# Toy model experiments: Independent features

In this notebook, we explore the effect of L0 on SAEs when feature firing independely of each other. This is unrealistic as features always have correlations in reality, but experiments like these are why previously the field though that L0 does not matter as long as it's low enough. We'll use the same setup as in the main toy model experiments notebook, but with independent features (no correlation matrix).

In [None]:
from functools import partial
from pathlib import Path
import torch
import pandas as pd
from tqdm import tqdm
import seaborn as sns
import matplotlib.pyplot as plt

from sparse_but_wrong.toy_models.get_training_batch import generate_random_correlation_matrix, get_training_batch
from sparse_but_wrong.toy_models.toy_model import ToyModel
from sparse_but_wrong.toy_models.plotting import SEABORN_RC_CONTEXT
from sparse_but_wrong.util import DEFAULT_DEVICE

tqdm._instances.clear()  # type: ignore

toy_model = ToyModel(num_feats=50, hidden_dim=100).to(DEFAULT_DEVICE)
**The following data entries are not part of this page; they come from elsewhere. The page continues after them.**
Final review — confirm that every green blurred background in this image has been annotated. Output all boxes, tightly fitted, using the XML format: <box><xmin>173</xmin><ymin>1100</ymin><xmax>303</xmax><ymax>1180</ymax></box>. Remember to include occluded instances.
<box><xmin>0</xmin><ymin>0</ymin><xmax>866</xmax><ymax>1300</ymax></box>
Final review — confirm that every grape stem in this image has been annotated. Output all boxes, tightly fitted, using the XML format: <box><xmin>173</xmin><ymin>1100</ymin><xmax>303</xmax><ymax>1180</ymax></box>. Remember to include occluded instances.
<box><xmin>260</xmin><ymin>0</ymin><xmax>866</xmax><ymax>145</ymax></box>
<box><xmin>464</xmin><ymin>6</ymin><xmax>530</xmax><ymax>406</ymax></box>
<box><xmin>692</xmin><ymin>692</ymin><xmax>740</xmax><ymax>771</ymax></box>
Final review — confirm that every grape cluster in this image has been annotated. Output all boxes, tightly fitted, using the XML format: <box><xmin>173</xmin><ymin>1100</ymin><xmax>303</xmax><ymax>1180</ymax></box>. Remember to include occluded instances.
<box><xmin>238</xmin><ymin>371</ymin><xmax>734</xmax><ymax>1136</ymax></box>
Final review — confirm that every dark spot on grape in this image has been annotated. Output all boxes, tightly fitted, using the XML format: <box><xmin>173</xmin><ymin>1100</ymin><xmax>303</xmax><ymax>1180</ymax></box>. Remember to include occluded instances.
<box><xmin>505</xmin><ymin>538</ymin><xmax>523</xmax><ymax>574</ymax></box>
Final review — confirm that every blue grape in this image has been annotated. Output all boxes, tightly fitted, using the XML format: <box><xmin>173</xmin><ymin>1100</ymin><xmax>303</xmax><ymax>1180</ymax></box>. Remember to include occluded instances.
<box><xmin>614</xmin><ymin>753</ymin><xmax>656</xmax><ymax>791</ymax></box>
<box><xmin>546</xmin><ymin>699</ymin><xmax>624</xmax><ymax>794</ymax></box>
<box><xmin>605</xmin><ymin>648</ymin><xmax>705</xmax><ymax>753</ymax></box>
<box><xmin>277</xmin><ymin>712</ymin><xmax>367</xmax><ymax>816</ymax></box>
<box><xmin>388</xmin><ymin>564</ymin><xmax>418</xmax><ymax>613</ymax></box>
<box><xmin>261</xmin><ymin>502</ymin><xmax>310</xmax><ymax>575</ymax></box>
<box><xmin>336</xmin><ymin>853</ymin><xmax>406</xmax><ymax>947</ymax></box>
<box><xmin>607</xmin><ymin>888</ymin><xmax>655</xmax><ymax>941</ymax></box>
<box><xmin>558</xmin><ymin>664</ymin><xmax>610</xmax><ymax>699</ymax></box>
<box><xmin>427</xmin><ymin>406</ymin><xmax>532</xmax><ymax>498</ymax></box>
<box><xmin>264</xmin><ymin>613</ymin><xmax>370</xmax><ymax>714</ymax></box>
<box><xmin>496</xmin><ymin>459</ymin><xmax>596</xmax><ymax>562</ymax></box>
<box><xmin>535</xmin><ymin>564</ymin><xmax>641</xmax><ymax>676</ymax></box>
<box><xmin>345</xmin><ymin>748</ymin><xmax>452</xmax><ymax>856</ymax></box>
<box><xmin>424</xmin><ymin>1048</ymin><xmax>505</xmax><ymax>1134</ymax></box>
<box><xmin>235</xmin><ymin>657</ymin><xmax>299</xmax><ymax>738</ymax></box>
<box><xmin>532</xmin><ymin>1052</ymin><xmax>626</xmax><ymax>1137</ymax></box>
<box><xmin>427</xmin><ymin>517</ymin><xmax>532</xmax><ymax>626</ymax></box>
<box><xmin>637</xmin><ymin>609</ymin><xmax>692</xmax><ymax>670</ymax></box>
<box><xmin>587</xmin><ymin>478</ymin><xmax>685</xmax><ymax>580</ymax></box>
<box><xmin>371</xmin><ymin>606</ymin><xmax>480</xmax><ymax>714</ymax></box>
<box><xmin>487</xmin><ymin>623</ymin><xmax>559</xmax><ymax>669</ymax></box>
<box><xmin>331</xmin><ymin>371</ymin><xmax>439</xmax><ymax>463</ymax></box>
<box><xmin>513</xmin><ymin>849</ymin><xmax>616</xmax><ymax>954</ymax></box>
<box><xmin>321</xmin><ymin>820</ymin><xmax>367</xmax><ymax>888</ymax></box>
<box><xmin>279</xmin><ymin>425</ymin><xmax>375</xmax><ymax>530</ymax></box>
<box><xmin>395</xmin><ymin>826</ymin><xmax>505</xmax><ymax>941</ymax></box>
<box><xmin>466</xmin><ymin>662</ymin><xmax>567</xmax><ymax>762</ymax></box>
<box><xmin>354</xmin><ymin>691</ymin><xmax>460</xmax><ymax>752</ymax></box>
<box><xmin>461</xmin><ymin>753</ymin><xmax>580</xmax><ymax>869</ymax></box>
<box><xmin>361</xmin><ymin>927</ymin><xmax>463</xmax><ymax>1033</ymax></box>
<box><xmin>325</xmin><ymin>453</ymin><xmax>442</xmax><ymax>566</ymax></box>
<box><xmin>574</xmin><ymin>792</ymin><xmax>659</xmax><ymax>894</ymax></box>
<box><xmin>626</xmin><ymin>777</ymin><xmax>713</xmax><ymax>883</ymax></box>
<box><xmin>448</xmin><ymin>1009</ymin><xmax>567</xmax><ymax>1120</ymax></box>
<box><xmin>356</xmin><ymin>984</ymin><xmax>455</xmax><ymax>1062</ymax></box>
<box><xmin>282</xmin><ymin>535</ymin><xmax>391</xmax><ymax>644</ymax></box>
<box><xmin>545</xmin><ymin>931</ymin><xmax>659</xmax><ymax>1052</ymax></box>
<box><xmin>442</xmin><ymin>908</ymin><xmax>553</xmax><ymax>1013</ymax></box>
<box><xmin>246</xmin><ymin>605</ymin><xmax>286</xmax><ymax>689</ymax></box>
# want 11 features to fire on average
feat_probs = torch.ones(50) * 11 / 50
generate_batch = partial(
    get_training_batch,
    firing_probabilities=feat_probs,
    std_firing_magnitudes=torch.ones_like(feat_probs) * 0.15,
)

## Finding the True L0

Next, we calculate the true L0 for this dataset (spoiler: it's ~11)

In [None]:
sample = generate_batch(100_000)
true_l0 = (sample > 0).float().sum(dim=-1).mean()
print(f"True L0: {true_l0}")

## Training an SAE with the right L0

Next, let's train an SAE with the correct L0 and verify it can perfectly recover the underlying true features

In [None]:
from sae_lens import BatchTopKTrainingSAE, BatchTopKTrainingSAEConfig
from sparse_but_wrong.toy_models.train_toy_sae import train_toy_sae

cfg = BatchTopKTrainingSAEConfig(k=11, d_in=toy_model.embed.weight.shape[0], d_sae=50)
sae_full = BatchTopKTrainingSAE(cfg)

train_toy_sae(sae_full, toy_model, generate_batch)

In [None]:
from sparse_but_wrong.toy_models.plotting import plot_sae_feat_cos_sims, plot_sae_feat_cos_sims_seaborn

plot_sae_feat_cos_sims(sae_full, toy_model, "SAE L0 = True L0", reorder_features=True, dtick=5)
plot_sae_feat_cos_sims_seaborn(sae_full, toy_model, title="SAE L0 = True L0", reorder_features=True, decoder_only=True, width=5, height=2, dtick=5, decoder_title=None, save_path="plots/toy_l0_indep/sae_l0_eq_true_l0_decoder_cos_sims.pdf")
plot_sae_feat_cos_sims_seaborn(sae_full, toy_model, title="SAE L0 = True L0", reorder_features=True, decoder_only=True, width=5, height=2, dtick=5, decoder_title=None, save_path="plots/toy_l0_indep/sae_l0_eq_true_l0_decoder_cos_sims.png")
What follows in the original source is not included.